Who’s guarding Apple’s Foxconn chicken coop?

Last week, the Fair Labor Association released a report on its “independent investigation” of Apple supplier Foxconn, which employs 1.2 million workers and is China’s largest private employer and single exporter. I discussed the FLA report, and labor rights in the U.S. and China, trade, jobs and currency with C. Fred Bergsten, Director of the Peterson Institute for International Economics, and Judy Gearhart, Executive Director of the International Labor Rights Forum, on NPR’s Diane Rehm Show this morning.

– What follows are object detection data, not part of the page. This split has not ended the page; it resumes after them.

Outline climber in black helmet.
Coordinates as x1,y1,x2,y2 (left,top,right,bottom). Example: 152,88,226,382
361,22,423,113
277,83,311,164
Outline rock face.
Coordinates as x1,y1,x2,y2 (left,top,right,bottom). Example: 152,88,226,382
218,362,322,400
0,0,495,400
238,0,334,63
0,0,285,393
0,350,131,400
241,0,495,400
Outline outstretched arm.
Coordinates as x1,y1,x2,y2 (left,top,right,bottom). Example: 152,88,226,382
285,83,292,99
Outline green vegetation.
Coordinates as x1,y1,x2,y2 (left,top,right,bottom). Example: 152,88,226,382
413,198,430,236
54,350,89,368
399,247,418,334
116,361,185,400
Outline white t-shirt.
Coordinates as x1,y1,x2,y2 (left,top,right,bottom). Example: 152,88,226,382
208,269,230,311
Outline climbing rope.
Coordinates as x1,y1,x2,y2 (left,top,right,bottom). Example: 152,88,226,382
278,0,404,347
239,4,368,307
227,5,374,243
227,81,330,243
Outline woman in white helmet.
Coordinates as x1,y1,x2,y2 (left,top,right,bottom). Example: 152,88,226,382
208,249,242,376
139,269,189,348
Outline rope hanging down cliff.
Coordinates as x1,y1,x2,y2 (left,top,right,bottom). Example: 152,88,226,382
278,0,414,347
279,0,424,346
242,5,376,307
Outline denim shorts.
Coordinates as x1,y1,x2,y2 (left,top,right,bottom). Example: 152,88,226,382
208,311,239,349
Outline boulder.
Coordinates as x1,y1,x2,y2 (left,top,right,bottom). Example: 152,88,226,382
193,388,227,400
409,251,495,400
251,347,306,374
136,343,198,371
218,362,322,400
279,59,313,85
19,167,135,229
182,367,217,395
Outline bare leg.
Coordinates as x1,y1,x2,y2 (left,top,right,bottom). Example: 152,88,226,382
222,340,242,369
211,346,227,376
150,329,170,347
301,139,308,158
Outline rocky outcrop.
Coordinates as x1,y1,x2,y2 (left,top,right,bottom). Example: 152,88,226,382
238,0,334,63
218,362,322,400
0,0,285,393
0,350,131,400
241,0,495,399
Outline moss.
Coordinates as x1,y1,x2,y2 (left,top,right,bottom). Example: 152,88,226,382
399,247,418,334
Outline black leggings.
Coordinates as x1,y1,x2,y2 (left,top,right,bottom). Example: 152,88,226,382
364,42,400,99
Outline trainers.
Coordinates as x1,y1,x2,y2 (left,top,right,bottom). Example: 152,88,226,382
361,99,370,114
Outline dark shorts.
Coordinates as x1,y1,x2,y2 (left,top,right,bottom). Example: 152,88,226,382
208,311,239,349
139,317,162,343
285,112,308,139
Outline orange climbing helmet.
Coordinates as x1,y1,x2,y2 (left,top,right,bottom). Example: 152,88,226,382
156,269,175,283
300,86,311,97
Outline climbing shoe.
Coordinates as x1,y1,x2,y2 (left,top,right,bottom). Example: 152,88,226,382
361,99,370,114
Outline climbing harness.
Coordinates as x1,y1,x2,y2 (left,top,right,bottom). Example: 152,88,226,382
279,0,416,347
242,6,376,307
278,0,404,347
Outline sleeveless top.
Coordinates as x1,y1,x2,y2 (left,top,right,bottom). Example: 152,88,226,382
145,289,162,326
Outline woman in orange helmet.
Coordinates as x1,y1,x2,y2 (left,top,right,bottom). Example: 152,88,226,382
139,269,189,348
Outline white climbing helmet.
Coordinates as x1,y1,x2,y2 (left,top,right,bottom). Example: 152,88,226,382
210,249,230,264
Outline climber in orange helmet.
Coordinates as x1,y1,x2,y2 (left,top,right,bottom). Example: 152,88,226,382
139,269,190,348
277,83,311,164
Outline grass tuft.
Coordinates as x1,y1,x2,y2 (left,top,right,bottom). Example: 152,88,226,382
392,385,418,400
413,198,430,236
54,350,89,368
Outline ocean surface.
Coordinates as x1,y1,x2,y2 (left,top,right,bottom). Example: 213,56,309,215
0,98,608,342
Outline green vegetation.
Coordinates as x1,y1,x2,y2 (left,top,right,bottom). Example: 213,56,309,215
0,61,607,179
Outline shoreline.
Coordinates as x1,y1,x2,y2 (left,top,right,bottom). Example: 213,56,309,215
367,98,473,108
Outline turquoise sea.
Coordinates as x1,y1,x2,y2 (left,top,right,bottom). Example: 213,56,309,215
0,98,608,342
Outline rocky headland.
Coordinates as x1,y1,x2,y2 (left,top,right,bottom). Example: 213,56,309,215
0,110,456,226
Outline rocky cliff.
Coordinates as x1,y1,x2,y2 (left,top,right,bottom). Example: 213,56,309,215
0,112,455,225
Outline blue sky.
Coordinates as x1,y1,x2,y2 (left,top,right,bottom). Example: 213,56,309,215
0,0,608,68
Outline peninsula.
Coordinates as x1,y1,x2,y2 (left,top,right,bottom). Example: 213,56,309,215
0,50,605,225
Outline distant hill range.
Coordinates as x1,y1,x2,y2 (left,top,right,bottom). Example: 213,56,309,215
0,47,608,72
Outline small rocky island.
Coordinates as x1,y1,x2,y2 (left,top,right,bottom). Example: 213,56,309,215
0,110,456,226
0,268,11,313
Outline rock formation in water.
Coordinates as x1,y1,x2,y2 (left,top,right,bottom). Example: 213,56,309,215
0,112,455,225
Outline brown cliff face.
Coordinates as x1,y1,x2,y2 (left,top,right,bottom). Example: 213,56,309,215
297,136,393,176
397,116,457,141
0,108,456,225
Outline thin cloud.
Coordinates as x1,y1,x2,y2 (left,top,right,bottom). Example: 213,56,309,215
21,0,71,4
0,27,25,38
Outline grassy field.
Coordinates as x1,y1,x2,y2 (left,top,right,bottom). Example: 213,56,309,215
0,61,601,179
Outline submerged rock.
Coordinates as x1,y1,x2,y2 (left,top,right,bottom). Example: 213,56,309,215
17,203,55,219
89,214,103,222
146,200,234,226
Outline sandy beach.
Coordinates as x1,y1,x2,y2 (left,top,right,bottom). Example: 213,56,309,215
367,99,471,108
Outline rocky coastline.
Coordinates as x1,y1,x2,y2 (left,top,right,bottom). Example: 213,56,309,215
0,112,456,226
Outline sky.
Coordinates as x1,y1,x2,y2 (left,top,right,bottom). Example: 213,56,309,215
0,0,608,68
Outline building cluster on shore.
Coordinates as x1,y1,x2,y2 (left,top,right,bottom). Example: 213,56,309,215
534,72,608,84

There are serious questions about the “independence” of the FLA report, which was commissioned by Apple to conduct the investigation; Apple is a major contributor to FLA’s activities.  Furthermore, although the report raised important issues such as excessive and unpaid overtime and health and safety concerns, it failed to address others, such as Foxconn’s harsh management practices and public humiliation of employees (well documented by groups such as the Hong Kong based Students and Scholars Against Corporate Misbehavior), Foxconn’s systematic abuse of forced interns, and China’s refusal to permit free, fair and independent trade union elections (although the report does acknowledge that company officials dominate local unions in Foxconn plants and it calls for open, democratic elections of union officials, it fails to address the  fact that all unions in China must belong to the All China Confederation of Trade Unions, which is controlled by the government). Without the protections afforded by free, independent trade unions, it is unlikely that Apple or Foxconn will ever make good on the promised improvements in wages and working conditions in these factories.

Problems with excessive overtime, widespread safety problems and the absence of worker safety and health programs have been well known at Foxconn since 2006. Apple publicly promised at that time that it would correct these problems. The new FLA reports promise that excessive overtime will be eliminated by July 2013, 15 months from now. Apple could end this problem in a matter of weeks, not months or years, simply by raising the prices it pays for Foxconn’s products and then directing Foxconn to raise wages and hire more workers. The solutions are obvious. Engrained behaviors, however, are hard to change.

–The author thanks Ross Eisenbrey  and Scott Nova for helpful comments.